Ce qui nous amène au fond, soit un rembourrage plaisant mais lassant de cinéphilie, l'accumulation de clins d'oeil au spectateur nostalgique d'une époque qu'il n'a pas connue finit par ne plus camoufler la maigreur du scénario. Tout comme le cinéma stéréoscopique tente d'apprivoiser ses nouveaux moyens techniques pour donner un autre visage au cinéma, tout comme le faisait The Jazz Singer avec l'enregistrement sonore, Hazanavicius partait d'une bonne base mais semble n'avoir pas osé prendre un risque. Le résultat est un film muet - ou presque - fort plaisant à regarder mais qui cherche incessamment à retrouver l'essence de ce qu'il chérit tant. A l'image du personnage de Jean Dujardin qui s'accroche désespérément à sa bobine de film tandis que le reste brûle, le réalisateur a été guidé par une nostalgie omniprésente, étouffante presque.

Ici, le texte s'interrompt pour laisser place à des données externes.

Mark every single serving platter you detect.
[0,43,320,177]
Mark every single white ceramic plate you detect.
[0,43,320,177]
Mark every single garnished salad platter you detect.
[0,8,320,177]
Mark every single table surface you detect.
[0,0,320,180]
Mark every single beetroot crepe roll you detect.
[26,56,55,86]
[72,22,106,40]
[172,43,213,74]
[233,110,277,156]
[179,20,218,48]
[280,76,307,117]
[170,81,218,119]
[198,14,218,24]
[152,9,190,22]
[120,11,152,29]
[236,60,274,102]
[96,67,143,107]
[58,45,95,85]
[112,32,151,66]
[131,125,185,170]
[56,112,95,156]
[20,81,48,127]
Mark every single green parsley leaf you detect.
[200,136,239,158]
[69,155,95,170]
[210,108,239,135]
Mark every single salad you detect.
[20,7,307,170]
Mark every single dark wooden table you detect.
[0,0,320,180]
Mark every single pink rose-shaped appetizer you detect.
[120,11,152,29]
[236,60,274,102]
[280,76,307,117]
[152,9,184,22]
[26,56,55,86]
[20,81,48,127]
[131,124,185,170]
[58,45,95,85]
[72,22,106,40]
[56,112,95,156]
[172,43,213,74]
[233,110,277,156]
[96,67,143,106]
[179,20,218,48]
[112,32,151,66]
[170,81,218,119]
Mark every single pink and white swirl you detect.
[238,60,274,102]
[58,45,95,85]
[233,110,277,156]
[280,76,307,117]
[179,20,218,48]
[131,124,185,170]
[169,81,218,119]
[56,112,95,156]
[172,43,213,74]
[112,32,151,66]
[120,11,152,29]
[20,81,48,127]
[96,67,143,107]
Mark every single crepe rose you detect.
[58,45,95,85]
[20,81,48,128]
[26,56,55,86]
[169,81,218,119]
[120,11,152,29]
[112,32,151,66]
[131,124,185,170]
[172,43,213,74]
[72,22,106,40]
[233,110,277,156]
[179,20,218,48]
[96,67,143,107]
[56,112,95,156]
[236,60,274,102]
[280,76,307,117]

Mais justement, il y a des choses à sauver dans ce film, et plus d'une. The Artist fait figure d'envers du décor de Chantons sous la pluie, classique éternel dans lequel l'adéquation fond/forme n'était pas autant revendiquée. Ces deux films ont également en commun d'être sortis bien après le contexte représenté, même si le film qui retient ici notre attention en est bien plus nettement coupé.
Mis au côtés de films de Chaplin ou d'autres grands réalisateurs de l'époque muette, The Artist fait bien pâle figure mais les quelques trouvailles qui lui permettent de côtoyer l'expérimental réussissent à le sauver. Le jeu d'acteur est pour sa part irréprochable, et ce du rôle principal au plus petit, une performance qu'il ne faut pas manquer de souligner.
Objet cinématographique unique - du moins pour une telle production - The Artist est destiné à être extrêmement grand public, et cela se ressent par la complaisance nostalgique et le manque de réelle prise de risque artistique: rien n'est susceptible de froisser l'audience, car tout est du déjà-vu. Ce film, recontextualisé, a au final le mérite de se poser comme un appel à un retour vers l'image et elle seule. Il est juste dommage qu'il ait utilisé de vieilles recettes pour le faire, car l'appel au renouveau s'enlise en partie dans cet aspect ancien bien trop assumé et revendiqué.